On Wed, Jan 28, 2026 at 12:06 AM Michal Hocko <mhocko@...e.com> wrote:
>
>
> > Another viable idea (also suggested by Andrew Morton) is to develop
> > a production ready memcg-aware OOM killer in BPF, put the source code
> > into the kernel tree and make it loadable by default (obviously under a
> > config option). Myself or one of my colleagues will try to explore it a
> > bit later: the tricky part is this by-default loading because there are
> > no existing precedents.
>
> It certainly makes sense to have trusted implementation of a commonly
> requested oom policy that we couldn't implement due to specific nature
> that doesn't really apply to many users. And have that in the tree. I am
> not thrilled about auto-loading because this could be easily done by a
> simple tooling.

Production ready bpf-oom program(s) must be part of this set.
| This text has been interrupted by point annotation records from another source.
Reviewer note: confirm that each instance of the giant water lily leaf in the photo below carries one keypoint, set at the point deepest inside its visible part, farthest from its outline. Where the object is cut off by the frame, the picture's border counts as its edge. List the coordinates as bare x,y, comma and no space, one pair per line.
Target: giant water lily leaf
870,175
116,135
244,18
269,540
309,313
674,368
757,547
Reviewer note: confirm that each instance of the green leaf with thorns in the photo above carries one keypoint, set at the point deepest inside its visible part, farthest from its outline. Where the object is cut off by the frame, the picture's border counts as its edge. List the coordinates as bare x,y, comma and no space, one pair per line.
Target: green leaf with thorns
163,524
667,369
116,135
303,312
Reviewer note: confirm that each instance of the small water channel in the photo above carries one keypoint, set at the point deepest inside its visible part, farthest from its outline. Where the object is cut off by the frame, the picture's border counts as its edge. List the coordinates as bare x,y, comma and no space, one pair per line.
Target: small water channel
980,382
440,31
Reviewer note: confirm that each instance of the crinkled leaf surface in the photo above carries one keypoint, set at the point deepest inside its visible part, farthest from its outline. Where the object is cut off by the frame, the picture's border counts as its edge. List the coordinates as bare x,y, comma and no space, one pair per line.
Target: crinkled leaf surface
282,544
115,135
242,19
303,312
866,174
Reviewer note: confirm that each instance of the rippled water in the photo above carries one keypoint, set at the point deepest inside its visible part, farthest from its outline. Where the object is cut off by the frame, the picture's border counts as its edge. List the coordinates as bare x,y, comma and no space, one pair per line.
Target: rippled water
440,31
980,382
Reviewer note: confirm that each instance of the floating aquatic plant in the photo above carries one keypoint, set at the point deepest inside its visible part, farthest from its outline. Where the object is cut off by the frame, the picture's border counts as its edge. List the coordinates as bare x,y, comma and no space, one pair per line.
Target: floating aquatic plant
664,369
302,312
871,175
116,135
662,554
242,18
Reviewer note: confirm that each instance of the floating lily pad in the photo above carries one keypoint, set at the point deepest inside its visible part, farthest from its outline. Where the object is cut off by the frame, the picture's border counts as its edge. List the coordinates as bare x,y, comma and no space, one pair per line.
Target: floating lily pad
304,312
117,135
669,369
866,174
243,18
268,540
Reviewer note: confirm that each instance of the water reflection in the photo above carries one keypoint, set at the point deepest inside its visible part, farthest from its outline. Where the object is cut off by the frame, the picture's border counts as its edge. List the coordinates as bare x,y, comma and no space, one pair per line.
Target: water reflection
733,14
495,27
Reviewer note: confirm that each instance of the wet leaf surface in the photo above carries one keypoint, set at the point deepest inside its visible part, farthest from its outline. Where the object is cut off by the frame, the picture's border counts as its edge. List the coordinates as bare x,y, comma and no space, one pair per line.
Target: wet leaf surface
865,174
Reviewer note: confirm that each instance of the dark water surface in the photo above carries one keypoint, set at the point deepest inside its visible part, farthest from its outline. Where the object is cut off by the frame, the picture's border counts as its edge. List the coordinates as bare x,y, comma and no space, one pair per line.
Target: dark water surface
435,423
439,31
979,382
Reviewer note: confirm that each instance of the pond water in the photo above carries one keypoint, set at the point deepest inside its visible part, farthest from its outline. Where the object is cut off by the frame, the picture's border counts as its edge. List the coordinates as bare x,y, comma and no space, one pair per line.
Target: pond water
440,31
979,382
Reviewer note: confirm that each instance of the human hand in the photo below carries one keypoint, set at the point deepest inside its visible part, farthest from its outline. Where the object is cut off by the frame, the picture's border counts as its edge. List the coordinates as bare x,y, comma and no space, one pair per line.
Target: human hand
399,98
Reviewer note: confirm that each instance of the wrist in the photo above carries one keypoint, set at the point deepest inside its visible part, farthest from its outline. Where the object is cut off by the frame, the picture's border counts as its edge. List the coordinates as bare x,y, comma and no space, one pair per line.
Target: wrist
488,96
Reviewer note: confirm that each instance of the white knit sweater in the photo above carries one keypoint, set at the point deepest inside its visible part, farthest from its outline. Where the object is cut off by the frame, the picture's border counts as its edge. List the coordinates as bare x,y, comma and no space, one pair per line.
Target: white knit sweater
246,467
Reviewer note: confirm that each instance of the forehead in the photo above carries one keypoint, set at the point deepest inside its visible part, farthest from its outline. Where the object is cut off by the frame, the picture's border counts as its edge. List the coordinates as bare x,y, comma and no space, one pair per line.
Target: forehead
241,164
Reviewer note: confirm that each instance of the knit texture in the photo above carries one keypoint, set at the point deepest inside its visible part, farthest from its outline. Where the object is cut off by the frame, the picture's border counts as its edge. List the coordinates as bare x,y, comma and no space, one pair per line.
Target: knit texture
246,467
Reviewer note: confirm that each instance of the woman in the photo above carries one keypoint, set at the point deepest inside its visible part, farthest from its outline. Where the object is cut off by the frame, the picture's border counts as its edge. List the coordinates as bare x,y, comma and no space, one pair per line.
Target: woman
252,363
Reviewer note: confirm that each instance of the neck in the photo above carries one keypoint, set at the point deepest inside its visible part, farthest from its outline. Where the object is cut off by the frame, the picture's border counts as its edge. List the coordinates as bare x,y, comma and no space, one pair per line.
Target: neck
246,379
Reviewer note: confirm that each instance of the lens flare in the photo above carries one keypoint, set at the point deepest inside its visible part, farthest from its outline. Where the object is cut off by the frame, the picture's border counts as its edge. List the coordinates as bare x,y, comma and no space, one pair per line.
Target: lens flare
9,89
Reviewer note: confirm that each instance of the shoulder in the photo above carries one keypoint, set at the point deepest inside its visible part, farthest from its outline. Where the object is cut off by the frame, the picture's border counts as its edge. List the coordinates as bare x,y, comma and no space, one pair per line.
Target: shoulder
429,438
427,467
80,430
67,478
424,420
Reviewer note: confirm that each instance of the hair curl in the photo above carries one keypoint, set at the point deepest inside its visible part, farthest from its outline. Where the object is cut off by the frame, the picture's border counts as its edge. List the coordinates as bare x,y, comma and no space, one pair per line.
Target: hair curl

We've seen enough attempts to add bpf st_ops in various parts of
the kernel without providing realistic bpf progs that will drive
those hooks. It's great to have flexibility and people need
to have a freedom to develop their own bpf-oom policy, but
the author of the patch set who's advocating for the new
bpf hooks must provide their real production progs and
share their real use case with the community.
It's not cool to hide it.
In that sense enabling auto-loading without requiring an end user
to install the toolchain and build bpf programs/rust/whatnot
is necessary too.
bpf-oom can be a self contained part of vmlinux binary.
We already have a mechanism to do that.
This way the end user doesn't need to be a bpf expert, doesn't need
to install clang, build the tools, etc.
They can just enable fancy new bpf-oom policy and see whether
it's helping their apps or not while knowing nothing about bpf.